Colorado Egg Producers


Heart health month always a good time to hash out the 'cholesterol myth'

Monday, February 12, 2018

As is the case each year in February (Heart Health Awareness Month), Colorado’s egg producers and myself can’t let the occasion pass by without reiterating how eggs do indeed have a place at the table of heart-healthy eating, after years spent unnecessarily on various nutritional no-no lists. 


There is an array of nutritional aspects to cover when it comes to the incredible, edible egg, but in this go-round, I’ll focus on what I call the “cholesterol myth.” 


Many Americans have shied away from eggs – despite their taste, value, convenience and nutrition – for fear of dietary cholesterol. However, more than 40 years of research have now demonstrated that healthy adults can enjoy eggs without significantly impacting their risk of heart disease. 


In fact, research has shown that saturated fat may be more likely to raise a person’s serum cholesterol than dietary cholesterol. 


According to the United States Department of Agriculture (USDA) nutrition data, eggs are lower in cholesterol than previously recorded. The USDA recently reviewed the nutrient composition of standard large eggs and results show the average amount of cholesterol in one large egg is 185 mg, down from 215 mg, a 14 percent decrease. 


The analysis also revealed that large eggs now contain 41 IU of Vitamin D, an increase of 64 percent. 


Enjoying an egg a day can fall within current cholesterol guidelines, particularly if people opt for other low-cholesterol foods throughout the day. 


If you are concerned about dietary cholesterol you could choose to eat one whole egg plus two egg whites for a fulfilling meal to start the day. Although, nearly half of the protein and most of the vitamins and minerals are contained in the yolk so don’t skip the yolk altogether. 


Several international health promotion organizations – including Health Canada, the Canadian Heart and Stroke Foundation, the Australian Heart Foundation and the Irish Heart Foundation – promote eggs as part of a heart-healthy diet, recognizing that they make important nutritional contributions. 


The many other health benefits of eggs seem to more widely accepted by the general public. 


It’s widely known that eggs provide one of the highest-quality proteins of any food available, with one egg offering more than six grams of protein (13 percent of the recommended daily value). The protein quality in an egg is actually so high that the scientists often use eggs as the standard for measuring the protein quality of other foods. 


Additionally, the protein in eggs provides a steady and sustained source of energy compared to low fiber carbohydrate sources. 


Eggs also provide varying amounts of several B vitamins also required for the production of energy in the body, such as thiamin, riboflavin, folate, B12 and B6. 


Eggs can even make other healthy foods more beneficial, as they increase absorption of powerful antioxidants, including vitamin E and lutein. 

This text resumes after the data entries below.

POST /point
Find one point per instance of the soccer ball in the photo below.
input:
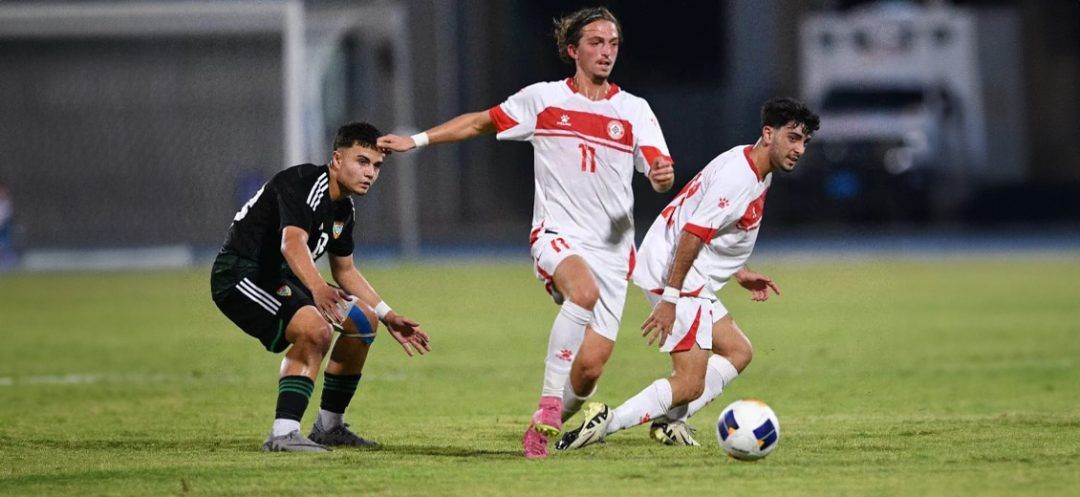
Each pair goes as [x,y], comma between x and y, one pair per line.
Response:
[747,430]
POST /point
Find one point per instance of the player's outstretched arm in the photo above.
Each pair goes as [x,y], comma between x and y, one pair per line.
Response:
[294,247]
[464,126]
[757,284]
[660,321]
[406,332]
[662,174]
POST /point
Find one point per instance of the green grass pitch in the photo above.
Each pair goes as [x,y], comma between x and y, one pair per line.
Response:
[918,377]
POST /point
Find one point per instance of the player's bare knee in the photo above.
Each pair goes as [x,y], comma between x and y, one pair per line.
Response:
[691,387]
[316,337]
[585,296]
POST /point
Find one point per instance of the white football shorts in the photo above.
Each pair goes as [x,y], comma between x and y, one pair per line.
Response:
[693,322]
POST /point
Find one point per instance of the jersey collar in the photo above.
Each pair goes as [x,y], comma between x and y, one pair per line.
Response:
[612,89]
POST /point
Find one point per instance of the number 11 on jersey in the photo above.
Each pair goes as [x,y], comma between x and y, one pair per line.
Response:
[588,158]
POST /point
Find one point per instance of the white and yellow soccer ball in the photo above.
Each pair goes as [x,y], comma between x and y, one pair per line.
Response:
[747,429]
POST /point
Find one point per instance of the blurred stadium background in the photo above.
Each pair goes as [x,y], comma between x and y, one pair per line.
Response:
[132,131]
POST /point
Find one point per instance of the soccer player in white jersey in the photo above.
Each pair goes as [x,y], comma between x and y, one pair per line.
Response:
[588,136]
[701,240]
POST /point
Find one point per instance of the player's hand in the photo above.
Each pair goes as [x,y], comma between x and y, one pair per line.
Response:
[662,174]
[757,284]
[407,333]
[659,323]
[327,298]
[394,143]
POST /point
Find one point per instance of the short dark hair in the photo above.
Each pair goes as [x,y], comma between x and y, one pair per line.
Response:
[356,133]
[779,111]
[568,28]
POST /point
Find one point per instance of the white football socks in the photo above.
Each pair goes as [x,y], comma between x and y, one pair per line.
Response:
[566,336]
[719,374]
[327,419]
[647,404]
[284,427]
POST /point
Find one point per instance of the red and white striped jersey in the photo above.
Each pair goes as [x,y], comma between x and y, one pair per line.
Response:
[585,153]
[723,205]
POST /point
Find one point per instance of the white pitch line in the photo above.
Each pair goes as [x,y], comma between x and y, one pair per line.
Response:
[80,378]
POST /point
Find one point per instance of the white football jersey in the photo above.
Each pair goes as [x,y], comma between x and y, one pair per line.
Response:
[585,153]
[723,205]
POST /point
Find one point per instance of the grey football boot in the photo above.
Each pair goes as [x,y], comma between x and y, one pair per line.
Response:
[673,433]
[340,435]
[593,430]
[292,442]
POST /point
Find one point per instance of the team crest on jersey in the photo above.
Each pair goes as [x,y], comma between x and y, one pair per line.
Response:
[615,130]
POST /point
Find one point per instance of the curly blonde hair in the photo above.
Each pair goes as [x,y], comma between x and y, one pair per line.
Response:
[568,28]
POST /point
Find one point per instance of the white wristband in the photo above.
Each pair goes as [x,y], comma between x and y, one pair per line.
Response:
[381,310]
[420,139]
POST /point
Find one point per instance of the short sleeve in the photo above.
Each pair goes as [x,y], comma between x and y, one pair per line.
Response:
[650,139]
[293,206]
[515,118]
[717,209]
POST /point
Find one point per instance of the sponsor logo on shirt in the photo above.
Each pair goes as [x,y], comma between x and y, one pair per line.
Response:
[615,130]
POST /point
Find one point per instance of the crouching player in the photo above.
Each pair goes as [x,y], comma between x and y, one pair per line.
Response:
[266,281]
[699,241]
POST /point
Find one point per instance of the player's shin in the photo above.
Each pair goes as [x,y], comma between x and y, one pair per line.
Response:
[566,336]
[719,374]
[647,404]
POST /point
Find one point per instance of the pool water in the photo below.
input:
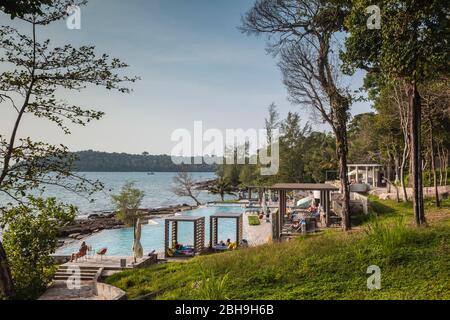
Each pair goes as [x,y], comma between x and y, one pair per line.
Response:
[120,241]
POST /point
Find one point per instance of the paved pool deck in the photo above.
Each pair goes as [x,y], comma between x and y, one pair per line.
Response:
[257,235]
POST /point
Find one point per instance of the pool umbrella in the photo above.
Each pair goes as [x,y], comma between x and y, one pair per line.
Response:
[263,204]
[137,247]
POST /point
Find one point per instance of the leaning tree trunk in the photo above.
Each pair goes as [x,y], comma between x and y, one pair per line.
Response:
[415,110]
[433,161]
[341,149]
[402,171]
[6,284]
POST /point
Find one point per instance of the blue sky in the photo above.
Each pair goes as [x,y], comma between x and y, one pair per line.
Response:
[194,64]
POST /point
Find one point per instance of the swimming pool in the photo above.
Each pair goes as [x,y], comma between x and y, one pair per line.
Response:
[120,241]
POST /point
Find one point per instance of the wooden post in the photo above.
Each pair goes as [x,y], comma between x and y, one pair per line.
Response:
[327,207]
[367,175]
[281,213]
[166,237]
[196,236]
[211,240]
[373,178]
[175,231]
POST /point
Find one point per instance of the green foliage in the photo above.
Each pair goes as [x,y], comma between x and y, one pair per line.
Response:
[29,238]
[253,221]
[211,287]
[95,161]
[331,265]
[222,186]
[127,203]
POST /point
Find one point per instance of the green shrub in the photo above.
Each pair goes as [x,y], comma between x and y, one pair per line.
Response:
[211,287]
[29,238]
[253,221]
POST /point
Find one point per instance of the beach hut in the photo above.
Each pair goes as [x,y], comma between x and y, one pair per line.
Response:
[282,188]
[171,232]
[214,226]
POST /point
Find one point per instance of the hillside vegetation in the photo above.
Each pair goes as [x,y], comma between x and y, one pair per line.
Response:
[330,265]
[95,161]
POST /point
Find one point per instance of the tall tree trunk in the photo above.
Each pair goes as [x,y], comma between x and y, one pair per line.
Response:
[397,167]
[388,172]
[446,166]
[441,164]
[433,160]
[6,284]
[415,110]
[341,149]
[402,171]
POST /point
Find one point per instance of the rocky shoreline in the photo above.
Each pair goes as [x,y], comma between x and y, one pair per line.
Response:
[96,222]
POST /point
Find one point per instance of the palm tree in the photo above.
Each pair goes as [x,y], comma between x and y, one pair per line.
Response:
[222,187]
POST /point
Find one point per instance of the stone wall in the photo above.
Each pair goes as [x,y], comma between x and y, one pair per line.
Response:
[107,292]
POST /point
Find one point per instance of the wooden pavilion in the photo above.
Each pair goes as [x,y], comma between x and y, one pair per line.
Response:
[171,231]
[214,226]
[283,188]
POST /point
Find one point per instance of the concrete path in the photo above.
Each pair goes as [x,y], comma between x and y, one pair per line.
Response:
[257,235]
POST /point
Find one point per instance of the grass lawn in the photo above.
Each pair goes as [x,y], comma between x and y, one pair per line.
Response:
[414,264]
[253,221]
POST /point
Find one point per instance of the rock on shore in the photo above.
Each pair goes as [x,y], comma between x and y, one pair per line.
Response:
[96,222]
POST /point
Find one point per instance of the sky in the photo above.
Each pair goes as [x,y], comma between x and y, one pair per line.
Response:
[194,65]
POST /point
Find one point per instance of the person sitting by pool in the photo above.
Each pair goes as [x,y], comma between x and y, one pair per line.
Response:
[231,245]
[81,253]
[312,209]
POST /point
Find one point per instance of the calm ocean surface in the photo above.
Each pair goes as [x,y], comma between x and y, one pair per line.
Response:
[157,189]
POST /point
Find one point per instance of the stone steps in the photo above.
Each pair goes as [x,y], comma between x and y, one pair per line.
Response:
[65,272]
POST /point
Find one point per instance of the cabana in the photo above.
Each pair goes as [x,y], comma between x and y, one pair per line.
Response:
[199,231]
[283,188]
[366,173]
[214,226]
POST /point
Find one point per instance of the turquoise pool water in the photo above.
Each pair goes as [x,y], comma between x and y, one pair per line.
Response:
[120,241]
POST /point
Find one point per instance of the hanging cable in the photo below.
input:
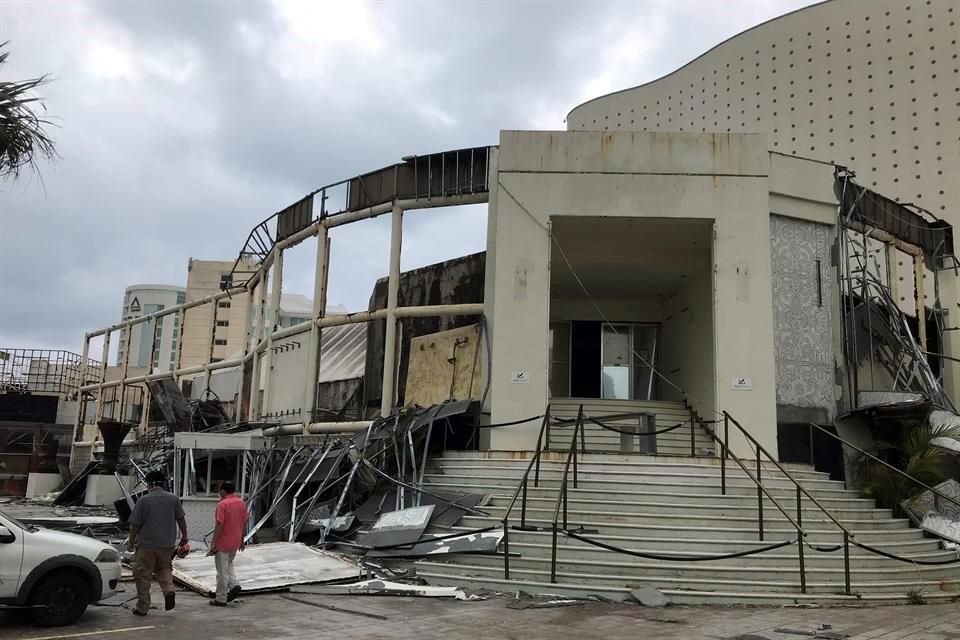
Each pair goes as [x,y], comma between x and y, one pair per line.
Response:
[590,298]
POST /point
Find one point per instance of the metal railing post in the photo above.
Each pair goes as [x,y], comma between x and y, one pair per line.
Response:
[846,563]
[693,436]
[506,549]
[723,460]
[803,571]
[553,557]
[759,496]
[523,506]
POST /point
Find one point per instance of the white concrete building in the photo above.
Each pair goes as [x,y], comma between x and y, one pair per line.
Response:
[153,345]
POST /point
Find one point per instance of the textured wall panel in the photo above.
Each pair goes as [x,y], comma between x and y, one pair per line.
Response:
[803,335]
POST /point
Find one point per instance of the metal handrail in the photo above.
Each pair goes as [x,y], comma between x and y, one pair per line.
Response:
[786,473]
[888,465]
[847,534]
[524,481]
[562,494]
[759,483]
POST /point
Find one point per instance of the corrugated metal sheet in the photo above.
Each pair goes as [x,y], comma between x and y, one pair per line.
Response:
[343,352]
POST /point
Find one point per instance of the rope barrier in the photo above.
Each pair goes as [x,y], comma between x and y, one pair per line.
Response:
[655,556]
[636,433]
[880,552]
[507,424]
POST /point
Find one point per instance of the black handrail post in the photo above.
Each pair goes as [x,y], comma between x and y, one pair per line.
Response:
[553,557]
[536,473]
[506,549]
[523,506]
[759,495]
[693,435]
[800,542]
[846,563]
[723,457]
[583,434]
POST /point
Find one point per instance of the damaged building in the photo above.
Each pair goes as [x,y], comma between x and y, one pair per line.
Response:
[691,321]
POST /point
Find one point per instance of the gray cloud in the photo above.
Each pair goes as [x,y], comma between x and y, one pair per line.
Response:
[184,124]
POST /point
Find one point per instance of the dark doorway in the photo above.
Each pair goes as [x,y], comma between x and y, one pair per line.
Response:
[803,444]
[585,354]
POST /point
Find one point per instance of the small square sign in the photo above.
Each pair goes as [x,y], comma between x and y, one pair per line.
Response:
[519,377]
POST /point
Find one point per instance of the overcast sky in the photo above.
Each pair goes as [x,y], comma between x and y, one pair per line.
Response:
[183,124]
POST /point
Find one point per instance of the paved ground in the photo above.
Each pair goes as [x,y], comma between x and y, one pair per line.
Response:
[268,616]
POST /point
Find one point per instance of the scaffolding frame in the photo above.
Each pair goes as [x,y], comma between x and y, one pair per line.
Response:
[868,303]
[452,178]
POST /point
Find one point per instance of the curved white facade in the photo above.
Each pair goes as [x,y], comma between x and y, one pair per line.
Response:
[872,85]
[160,340]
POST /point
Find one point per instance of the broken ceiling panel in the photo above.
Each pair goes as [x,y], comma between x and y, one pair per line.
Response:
[267,566]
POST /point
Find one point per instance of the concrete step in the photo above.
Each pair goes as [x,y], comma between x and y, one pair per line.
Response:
[748,508]
[635,460]
[677,497]
[625,569]
[932,592]
[649,484]
[786,557]
[746,520]
[712,546]
[586,578]
[551,474]
[773,532]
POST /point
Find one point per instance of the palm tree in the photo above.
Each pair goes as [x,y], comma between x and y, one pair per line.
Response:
[22,135]
[910,451]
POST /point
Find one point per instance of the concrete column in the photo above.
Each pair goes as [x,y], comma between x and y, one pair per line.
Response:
[270,323]
[258,336]
[105,358]
[950,302]
[81,405]
[390,336]
[320,275]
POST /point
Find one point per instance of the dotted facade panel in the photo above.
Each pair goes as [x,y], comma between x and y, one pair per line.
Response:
[871,85]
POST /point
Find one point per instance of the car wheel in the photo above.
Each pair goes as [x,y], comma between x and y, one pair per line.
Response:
[59,599]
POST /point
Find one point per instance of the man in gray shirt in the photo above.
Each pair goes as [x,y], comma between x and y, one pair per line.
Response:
[153,532]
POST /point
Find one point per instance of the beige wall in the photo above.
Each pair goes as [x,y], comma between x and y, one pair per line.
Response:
[700,176]
[203,279]
[687,346]
[873,85]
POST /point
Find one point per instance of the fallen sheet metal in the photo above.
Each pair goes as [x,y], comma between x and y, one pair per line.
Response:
[405,526]
[943,527]
[386,588]
[265,567]
[486,542]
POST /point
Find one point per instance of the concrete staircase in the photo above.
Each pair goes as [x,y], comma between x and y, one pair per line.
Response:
[673,506]
[662,415]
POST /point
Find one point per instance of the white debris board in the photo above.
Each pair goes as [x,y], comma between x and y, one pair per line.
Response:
[264,567]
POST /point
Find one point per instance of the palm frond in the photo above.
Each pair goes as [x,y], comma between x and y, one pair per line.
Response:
[23,136]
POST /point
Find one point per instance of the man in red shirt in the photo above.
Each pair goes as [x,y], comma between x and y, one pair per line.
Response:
[227,540]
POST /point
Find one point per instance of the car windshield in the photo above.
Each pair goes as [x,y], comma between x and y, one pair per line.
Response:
[15,522]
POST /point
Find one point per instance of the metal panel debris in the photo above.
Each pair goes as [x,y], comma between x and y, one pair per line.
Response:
[386,588]
[485,542]
[267,566]
[405,526]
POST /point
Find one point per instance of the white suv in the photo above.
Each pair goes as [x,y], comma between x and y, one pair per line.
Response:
[54,574]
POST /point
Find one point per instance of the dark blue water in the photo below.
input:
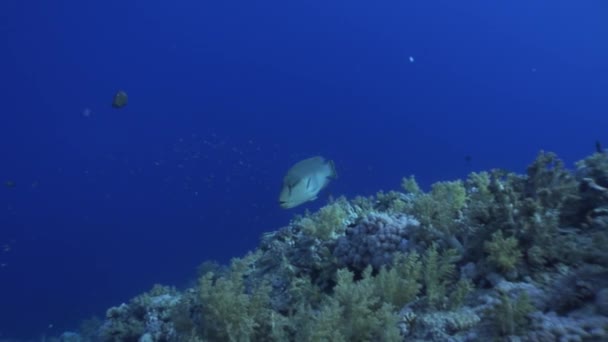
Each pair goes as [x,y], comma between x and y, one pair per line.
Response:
[225,95]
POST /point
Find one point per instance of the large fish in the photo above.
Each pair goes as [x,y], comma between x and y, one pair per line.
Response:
[305,180]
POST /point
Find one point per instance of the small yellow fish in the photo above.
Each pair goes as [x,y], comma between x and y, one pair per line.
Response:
[120,99]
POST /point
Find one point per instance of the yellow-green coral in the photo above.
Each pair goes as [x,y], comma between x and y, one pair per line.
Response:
[328,222]
[511,316]
[503,253]
[400,284]
[438,272]
[441,206]
[231,313]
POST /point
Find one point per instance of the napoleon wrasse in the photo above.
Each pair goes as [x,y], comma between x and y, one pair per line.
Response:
[305,180]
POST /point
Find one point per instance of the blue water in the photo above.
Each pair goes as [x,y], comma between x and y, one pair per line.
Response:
[224,96]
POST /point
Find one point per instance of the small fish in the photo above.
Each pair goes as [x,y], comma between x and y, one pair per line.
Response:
[305,180]
[598,147]
[120,99]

And amazingly, one egg contains all of the nutritional benefits listed above, and yet has only 70 calories, allowing you to feel full longer, which is critical in maintaining a healthy weight. Eating eggs for breakfast has been proven to reduce hunger and decreases calorie consumption throughout the day. 


From the public's perception, though, the one drawback often associated with eggs is the risk of cardiovascular disease. 


But as we’ve detailed here, those days seem to rightfully be coming to a close, as technological and medical advances have allowed experts to better understand how eggs do indeed have a place at the table of heart-healthy eating.